Antonio Roig – No queremos ser Italia

Las pintorescas negociaciones a las que asistimos tras las últimas elecciones –con hastío y no poca incredulidad– para la constitución del gobierno de España, el vodevil que fue el proceso de formación del actual gobierno de la Generalidad de Cataluña, así como sus consecuencias: la imposibilidad de gobernar sin tejer y destejer continuamente pactos y alianzas, nos ponen frente a uno de los problemas que se plantean en el perfeccionamiento de los sistemas de representación.

Hasta ahora, la ¿injustamente? denostada regla d’Hondt (a fin de cuentas una forma de organizar la proporcionalidad), junto con la inercia de los votantes, habían servido para garantizar una concentración del voto apenas suficiente en torno a los dos partidos mayoritarios, con lo que los procedimientos para formar gobierno, con mayor o menor disgusto de unos o de otros, funcionaban con cierta fluidez (con demasiada frecuencia, con el indispensable concurso de los partidos que actuaban de facto como bisagra: los nacionalistas vascos y catalanes, concurso que les proporcionaba un plus de poder muy por encima de su peso real en la ciudadanía española –como estamos presenciando ahora mismo en la discusión de los presupuestos–).
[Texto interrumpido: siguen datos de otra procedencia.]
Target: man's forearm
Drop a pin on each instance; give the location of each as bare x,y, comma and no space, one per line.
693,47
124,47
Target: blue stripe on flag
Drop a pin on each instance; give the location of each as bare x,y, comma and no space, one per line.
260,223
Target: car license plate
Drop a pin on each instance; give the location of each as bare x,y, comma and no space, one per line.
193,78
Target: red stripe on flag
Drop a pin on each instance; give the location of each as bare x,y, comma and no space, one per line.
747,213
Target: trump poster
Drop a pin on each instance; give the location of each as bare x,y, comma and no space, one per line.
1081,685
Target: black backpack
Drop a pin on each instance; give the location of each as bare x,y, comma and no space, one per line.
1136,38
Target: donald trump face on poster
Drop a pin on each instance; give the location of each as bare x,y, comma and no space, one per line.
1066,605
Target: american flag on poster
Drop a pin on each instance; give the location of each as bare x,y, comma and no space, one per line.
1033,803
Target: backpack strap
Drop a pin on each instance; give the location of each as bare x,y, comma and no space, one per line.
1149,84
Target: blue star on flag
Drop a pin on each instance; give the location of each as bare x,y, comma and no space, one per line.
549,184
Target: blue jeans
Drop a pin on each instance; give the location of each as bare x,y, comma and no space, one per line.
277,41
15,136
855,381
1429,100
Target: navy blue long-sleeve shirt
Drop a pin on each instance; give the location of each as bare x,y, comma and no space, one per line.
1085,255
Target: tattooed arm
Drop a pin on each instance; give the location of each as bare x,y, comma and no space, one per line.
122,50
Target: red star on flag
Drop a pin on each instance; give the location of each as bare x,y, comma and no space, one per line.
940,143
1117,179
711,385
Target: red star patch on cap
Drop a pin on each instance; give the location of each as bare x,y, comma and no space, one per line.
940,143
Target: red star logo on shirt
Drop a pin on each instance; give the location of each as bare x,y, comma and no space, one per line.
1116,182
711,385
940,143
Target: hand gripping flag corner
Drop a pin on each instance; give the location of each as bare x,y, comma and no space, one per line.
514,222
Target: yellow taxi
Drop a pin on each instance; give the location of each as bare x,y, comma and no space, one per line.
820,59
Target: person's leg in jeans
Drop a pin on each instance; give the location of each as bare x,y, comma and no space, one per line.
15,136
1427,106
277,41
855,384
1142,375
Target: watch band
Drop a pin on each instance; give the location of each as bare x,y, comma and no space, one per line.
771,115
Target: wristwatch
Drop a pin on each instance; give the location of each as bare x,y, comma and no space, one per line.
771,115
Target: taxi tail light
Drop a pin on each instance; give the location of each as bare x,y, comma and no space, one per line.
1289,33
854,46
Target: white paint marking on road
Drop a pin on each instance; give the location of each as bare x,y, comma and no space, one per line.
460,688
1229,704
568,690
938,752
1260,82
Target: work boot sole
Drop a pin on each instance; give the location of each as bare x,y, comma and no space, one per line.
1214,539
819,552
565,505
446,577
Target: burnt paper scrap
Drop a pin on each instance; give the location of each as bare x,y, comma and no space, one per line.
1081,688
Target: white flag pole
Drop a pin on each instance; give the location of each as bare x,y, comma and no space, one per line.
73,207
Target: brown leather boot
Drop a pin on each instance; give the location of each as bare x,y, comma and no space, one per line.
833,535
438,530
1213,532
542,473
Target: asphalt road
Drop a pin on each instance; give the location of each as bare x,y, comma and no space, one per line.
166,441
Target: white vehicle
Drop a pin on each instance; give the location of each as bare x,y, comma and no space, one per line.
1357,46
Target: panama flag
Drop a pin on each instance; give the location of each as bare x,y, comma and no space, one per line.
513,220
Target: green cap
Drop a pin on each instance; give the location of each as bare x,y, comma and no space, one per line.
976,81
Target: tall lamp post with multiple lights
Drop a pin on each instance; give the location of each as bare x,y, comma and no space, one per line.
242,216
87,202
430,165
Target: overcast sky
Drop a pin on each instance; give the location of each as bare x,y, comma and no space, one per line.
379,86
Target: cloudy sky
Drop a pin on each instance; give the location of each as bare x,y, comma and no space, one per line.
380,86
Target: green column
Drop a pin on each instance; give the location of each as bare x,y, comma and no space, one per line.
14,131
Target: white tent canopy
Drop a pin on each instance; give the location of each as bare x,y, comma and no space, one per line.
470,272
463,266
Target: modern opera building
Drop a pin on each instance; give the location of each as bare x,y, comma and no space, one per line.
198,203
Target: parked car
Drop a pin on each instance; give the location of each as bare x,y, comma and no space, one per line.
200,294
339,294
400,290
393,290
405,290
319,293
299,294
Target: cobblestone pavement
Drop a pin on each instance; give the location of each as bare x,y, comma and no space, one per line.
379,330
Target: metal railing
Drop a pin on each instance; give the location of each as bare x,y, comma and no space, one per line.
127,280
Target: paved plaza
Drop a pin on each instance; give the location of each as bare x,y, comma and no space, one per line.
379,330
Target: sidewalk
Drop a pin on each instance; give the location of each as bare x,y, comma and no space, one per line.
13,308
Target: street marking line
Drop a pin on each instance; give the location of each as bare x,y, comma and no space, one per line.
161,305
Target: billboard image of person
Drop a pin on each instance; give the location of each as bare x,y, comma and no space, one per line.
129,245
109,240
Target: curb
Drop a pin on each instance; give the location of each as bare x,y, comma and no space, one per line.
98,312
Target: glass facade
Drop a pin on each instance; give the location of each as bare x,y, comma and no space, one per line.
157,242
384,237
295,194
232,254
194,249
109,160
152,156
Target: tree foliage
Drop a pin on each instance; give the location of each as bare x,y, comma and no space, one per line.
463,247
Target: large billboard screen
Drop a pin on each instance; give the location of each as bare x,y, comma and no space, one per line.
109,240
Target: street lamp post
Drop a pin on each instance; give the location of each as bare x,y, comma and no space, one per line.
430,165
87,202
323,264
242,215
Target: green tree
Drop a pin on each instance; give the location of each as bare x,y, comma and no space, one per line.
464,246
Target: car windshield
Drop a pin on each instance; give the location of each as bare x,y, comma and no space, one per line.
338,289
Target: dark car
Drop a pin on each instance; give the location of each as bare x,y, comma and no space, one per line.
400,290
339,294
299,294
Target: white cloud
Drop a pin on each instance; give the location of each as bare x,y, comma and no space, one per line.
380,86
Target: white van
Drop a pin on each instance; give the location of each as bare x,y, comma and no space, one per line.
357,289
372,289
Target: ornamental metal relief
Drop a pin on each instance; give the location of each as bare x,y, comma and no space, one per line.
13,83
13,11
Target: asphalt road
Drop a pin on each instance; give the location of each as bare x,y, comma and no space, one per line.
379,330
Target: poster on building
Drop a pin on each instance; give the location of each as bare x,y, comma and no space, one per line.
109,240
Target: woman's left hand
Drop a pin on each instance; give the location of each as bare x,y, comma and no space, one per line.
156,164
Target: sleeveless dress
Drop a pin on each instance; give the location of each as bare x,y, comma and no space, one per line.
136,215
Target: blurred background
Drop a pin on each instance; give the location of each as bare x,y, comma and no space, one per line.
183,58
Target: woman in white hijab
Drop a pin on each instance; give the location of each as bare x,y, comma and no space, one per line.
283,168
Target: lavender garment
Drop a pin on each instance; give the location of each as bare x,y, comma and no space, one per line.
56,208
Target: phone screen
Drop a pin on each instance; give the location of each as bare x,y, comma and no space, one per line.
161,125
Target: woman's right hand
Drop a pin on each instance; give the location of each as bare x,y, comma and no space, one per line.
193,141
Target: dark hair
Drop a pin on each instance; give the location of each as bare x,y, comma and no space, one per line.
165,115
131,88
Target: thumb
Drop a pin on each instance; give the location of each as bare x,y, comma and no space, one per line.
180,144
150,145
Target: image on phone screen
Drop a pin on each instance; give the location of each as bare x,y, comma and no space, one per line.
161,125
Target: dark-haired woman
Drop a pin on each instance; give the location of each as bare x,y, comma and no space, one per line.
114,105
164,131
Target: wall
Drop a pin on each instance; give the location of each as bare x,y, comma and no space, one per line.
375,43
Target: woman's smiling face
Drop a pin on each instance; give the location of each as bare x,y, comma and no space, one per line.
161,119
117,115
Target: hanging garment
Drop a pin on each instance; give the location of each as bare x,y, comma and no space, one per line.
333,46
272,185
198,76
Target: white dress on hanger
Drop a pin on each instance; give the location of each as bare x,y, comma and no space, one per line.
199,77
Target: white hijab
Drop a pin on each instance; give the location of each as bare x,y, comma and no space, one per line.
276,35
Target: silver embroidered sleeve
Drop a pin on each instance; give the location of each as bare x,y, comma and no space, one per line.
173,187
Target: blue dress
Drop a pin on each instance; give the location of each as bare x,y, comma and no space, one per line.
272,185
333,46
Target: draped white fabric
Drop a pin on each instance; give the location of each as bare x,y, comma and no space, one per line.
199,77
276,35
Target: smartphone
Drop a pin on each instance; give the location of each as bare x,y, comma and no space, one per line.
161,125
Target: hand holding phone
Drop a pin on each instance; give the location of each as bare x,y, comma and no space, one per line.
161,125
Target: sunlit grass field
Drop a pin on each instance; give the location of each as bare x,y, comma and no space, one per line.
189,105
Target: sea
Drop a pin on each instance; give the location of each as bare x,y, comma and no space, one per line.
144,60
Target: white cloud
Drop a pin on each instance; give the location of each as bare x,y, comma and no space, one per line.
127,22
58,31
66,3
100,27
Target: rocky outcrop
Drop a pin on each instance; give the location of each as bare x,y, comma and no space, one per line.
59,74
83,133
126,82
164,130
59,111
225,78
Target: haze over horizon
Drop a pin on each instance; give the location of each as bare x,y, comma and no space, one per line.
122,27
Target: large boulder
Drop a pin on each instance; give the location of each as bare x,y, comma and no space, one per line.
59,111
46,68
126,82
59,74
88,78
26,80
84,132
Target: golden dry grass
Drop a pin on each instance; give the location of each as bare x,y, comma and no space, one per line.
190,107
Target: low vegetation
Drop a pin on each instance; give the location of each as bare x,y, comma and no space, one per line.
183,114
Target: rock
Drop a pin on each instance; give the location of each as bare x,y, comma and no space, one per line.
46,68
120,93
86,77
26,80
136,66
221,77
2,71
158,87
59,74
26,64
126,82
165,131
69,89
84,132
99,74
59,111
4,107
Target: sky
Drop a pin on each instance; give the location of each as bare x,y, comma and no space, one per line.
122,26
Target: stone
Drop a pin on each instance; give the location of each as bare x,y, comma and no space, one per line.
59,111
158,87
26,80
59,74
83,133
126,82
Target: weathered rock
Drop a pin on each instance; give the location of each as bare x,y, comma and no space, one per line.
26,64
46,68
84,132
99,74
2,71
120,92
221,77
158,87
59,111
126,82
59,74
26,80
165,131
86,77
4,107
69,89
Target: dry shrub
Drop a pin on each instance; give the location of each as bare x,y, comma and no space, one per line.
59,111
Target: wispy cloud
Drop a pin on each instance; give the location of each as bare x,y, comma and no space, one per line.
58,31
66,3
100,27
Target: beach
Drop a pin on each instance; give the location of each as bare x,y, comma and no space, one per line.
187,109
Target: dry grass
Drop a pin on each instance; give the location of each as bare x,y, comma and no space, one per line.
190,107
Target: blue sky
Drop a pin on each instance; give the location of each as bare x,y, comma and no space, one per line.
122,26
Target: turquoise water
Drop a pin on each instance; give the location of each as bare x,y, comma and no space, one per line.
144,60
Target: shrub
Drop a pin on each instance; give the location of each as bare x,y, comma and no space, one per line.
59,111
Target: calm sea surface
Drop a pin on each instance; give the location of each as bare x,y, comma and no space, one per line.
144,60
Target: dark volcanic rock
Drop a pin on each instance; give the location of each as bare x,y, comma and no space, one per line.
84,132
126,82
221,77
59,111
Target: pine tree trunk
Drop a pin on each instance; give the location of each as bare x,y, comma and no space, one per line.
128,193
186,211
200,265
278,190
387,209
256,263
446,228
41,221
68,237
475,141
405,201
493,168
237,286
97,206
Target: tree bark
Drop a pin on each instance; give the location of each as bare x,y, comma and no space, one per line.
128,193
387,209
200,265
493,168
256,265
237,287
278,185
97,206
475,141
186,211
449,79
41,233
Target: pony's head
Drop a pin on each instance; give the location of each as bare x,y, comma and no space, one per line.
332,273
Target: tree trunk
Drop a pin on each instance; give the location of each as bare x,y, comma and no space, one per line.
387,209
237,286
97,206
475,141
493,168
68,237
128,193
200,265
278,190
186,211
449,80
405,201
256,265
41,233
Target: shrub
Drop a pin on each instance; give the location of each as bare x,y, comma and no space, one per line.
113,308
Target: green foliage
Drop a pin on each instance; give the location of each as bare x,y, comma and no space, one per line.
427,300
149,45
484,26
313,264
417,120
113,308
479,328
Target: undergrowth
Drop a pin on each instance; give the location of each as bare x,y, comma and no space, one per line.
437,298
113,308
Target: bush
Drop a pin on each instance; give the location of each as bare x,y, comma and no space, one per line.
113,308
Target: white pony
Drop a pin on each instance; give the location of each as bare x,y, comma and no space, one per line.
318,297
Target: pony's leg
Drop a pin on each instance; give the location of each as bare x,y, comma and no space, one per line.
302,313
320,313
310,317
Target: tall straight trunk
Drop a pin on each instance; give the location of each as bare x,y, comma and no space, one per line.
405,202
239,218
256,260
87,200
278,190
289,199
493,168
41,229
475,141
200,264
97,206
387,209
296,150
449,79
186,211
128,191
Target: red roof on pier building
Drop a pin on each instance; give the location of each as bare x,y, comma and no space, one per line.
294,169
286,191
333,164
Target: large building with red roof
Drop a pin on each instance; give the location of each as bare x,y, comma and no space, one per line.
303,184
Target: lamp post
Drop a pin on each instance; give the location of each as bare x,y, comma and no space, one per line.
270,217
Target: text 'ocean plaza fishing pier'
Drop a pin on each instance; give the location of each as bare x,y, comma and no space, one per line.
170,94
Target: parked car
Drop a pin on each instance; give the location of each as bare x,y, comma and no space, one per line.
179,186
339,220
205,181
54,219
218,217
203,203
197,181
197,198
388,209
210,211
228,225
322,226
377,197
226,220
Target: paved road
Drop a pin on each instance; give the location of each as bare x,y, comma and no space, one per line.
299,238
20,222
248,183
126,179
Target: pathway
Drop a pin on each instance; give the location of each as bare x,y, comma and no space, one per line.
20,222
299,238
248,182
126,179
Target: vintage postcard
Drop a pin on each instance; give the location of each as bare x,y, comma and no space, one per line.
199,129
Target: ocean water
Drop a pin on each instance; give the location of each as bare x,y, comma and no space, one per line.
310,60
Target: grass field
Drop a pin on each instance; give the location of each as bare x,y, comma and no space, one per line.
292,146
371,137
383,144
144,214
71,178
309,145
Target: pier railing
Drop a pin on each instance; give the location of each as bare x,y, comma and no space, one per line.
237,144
Sin embargo, esta ‘normalidad’ tradicional se ha roto (se diría que definitivamente) al fraccionarse y diversificarse el voto e irrumpir con fuerza en la escena los partidos reformistas o aquellos que supieron ganarse el voto de los “indignados”. ¿Estamos condenados a reproducir la situación italiana, que en 70 años ha tenido 63 gobiernos distintos? (Con su conocida socarronería mediterránea, aseguran haber tenido incluso “gobiernillos”, solo para superar una situación coyuntural, o gobiernos “balneario”, estrictamente para pasar el verano).